What should I do if I'm on an email blacklist?
First, identify which blacklist and why. Most blacklists have a lookup and delisting process. Fix the underlying issue (usually sending to spam traps or high complaint rates) before requesting delisting, or you'll end up back on the list. Common blacklists include Spamhaus, Barracuda, and SORBS. MXToolbox can check all major blacklists at once.
How does email deliverability affect my email revenue?
Directly and significantly. If 10% of your emails hit spam instead of the inbox, you're losing roughly 10% of your email revenue. For a store generating $20,000/month from email, that's $2,000/month or $24,000/year in lost revenue.
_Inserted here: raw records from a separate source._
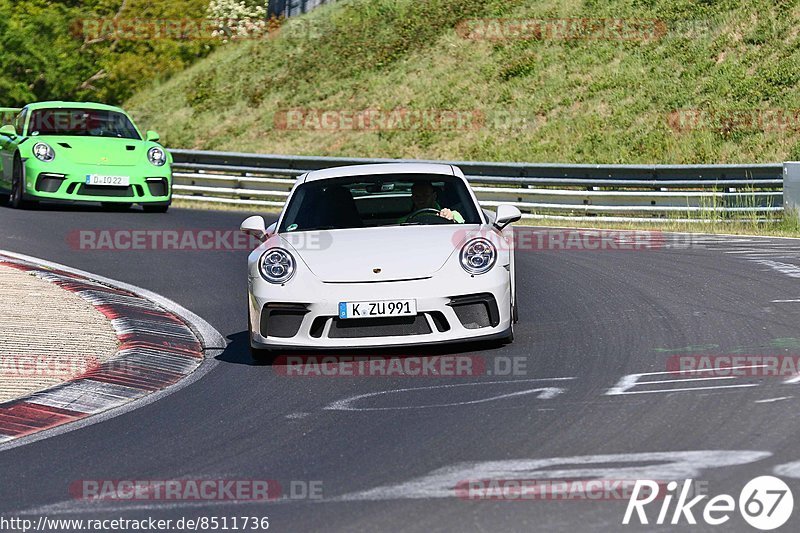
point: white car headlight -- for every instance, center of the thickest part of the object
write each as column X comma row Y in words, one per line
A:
column 156, row 156
column 478, row 256
column 277, row 265
column 43, row 152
Improving deliverability is one of the highest-ROI activities in email marketing. For more on measuring email revenue accurately, see our revenue attribution guide.
Can I send marketing and transactional emails from the same domain?
You can, but you shouldn't use the same sending identity. Use subdomains to separate them (e.g., mail.yourstore.com for marketing, notifications.yourstore.com for transactional). This way, if your marketing emails encounter deliverability issues, your order confirmations and shipping notifications are protected. Your customers need to receive those transactional emails regardless of your marketing email reputation.